The nature of social media implies that the source of wrongdoing isn’t confined to the big cities. Several pan-India social media groups have participants and moderators across the country, said the people cited above. On the other hand, if Sebi wants to raid a broker or a listed company, it just needs to cover only one or two key offices of the market entity.
Sebi didn’t respond to queries.
“These raids have to be more elaborate – like the ones that are undertaken by enforcement and tax agencies,” said one of the persons. “Digital evidence is key in these cases and hence one has to ensure that electronic devices like laptops and mobile phones are seized through proper procedure.”
The team coordinates with various local law enforcement agencies and the judiciary. For instance, local police stations will be notified to provide security for Sebi officials. Also, any seizure being made in terms of personal property such as mobile phones will need court warrants.
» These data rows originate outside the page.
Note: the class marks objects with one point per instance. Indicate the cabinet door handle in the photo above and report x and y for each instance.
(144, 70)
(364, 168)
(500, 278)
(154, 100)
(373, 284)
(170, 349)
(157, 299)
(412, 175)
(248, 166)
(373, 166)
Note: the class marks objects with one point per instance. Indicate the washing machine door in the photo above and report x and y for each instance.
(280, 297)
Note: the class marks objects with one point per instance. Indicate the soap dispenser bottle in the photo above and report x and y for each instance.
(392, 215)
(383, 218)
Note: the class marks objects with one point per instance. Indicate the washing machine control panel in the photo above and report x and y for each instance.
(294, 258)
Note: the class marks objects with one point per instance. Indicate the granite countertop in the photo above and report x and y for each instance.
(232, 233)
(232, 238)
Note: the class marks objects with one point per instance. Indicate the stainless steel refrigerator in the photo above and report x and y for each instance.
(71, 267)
“Social media platforms like WhatsApp don’t share their user-specific information with the regulators and hence the only way to gather evidence regarding social media groups is by seizing the phones of accused and then retrieving the data from the handset,” said another person. “The team is also working with the Big Four consultants to develop a machine-learning platform that would help Sebi comb through the relevant information easily.”
The regulator was given search and seizure powers by the government in 2014. They haven’t been used frequently. Before the operation last week, the last time Sebi conducted a large-scale raid was in 2017 in the so-called WhatsApp leaks case, said the people cited above. Sebi had received information that certain WhatsApp groups were getting access to the earnings of top listed companies before they were being made public. The regulator cracked down on two such social media groups and raided the premises of leading brokerage employees.
Legal experts say the 2017 raids were a learning experience for Sebi. “Some of the phones were fully scrubbed before the raid could even happen, leaving little evidence behind,” said a former regulatory official.
The bull run in Indian equities has caught the fancy of several retail investors in the recent past, leading to a steady increase in new demat accounts being opened. This retail frenzy has spread across social media, where dedicated groups operate, sharing market information. However, not everything being shared on these groups is accurate and some less-informed investors are falling prey to this, said the former official cited above.
Some of the groups are even learnt to be charging entry fees of ₹10,000 to ₹1 lakh, promising members access to exclusive tips and trading guidance.